Prioritizing gender equality in Lao PDR

RECOFTC’s Lao Country Program, in collaboration with the Department of Forestry, Ministry of Agriculture and Forestry, conducted the three-day Consultation Workshop and Training Skills Development in Gender and Forestry. The aim was to strengthen gender knowledge and training skills of 10 leaders, eight women and two men, from state forestry agencies and civil society organizations.

The participants discussed their progress, identified challenges and developed strategies to tackle them. They also learned how to incorporate adult learning principles into training design and delivery. They then designed and practiced training sessions on gender integration for people working in the forestry sector.

Participants collaborate at the training
Participants at the training collaborate together and strategize on how to strengthen gender equality in their institutions. © RECOFTC, 2019

The program has a strong presence in Lao PDR, where it works with five WAVES leaders, and is supported by senior government leaders outside of the program, including Boualy Phameuang, deputy director-general of the Department of Forestry.

“The government, especially the forestry sector, fully supports a vision for Lao PDR that prioritizes gender equality and women’s engagement and involvement at the provincial and central levels,” said Boualy Phameuang.

One way the Department of Forestry and its gender leaders are pursuing change is by strengthening capacities for supporting gender-inclusive policy and extension.
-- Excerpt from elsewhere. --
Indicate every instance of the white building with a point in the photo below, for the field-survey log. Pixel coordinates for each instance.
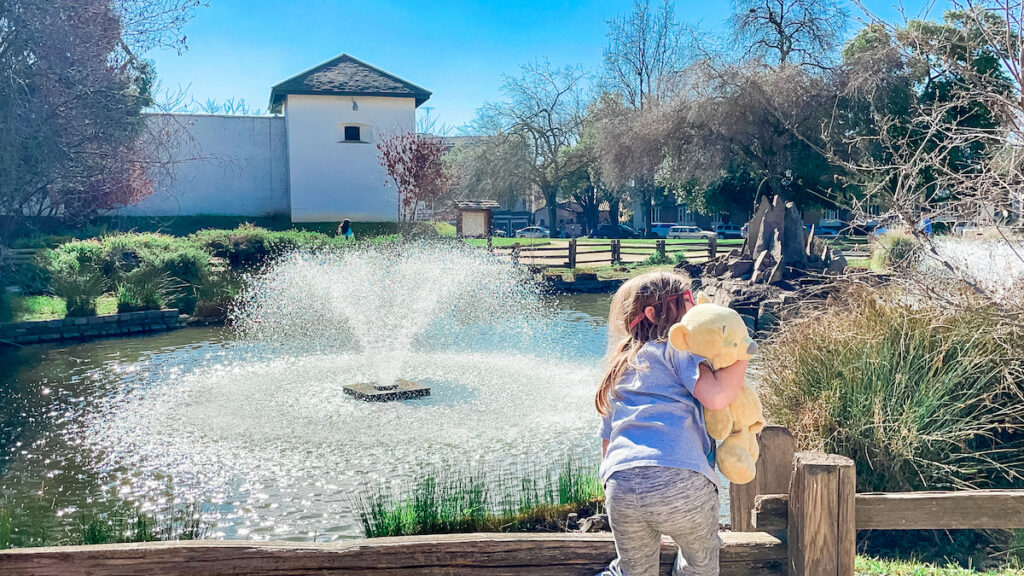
(315, 160)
A key step to realizing this change requires creating a team with skills to design and deliver training sessions for people whose participation in forestry is crucial. These audiences include high-level officials within the Department of Forestry, senior policymakers in Lao PDR’s natural resource ministries and officials who implement policies on-the-ground.

“We encourage gender leaders and their allies to take leadership and actions that will achieve higher results,” said Boualy Phameuang.

Sisomephet Souvanthalisith, director of Women’s Advancement and Mother and Children Division of the Permanent Secretariat Office, facilitated the training alongside Kalpana Giri, a senior program officer at RECOFTC.

Sisomepheth Souvanthalisith speaks at the training
Sisomepheth Souvanthalisith, director of Women’s Advancement and Mother and Children Division of the Permanent Secretariat Office, speaks at the training. © RECOFTC, 2019

Shifting the paradigm of gender equality

“Across the Asia-Pacific, individuals and communities are acknowledging the power of gender equity,” said Giri, who coordinates the WAVES project. “These leaders realize that the time is now to create a balanced and better world, and are doing so by using their voices and positions to move the paradigm of gender equality.”

As examples, Giri points to civil society organizations in Thailand that are raising their concerns about how a new Community Forestry Bill will influence women’s access and rights to non-timber forest products and other natural resources. And in Indonesia, a professor at the University of Hasanuddin is transforming forestry education by including gender topics in the curriculum.

“These emerging trends suggest that gender roles are changing,” Giri said. “As gender moves out of rhetorical policy and into concrete actions, opportunities will arise to create a more equitable world. Now, more than ever before, a bold focus is needed. There is space for the environmental sector to turn the critical mass of women actors into a force that can bring about concrete changes for gender equality. If it does not, an opportunity for progress will be lost.”

WAVES is developed and implemented by RECOFTC, with the support of the Swedish International Development Cooperation Agency (Sida).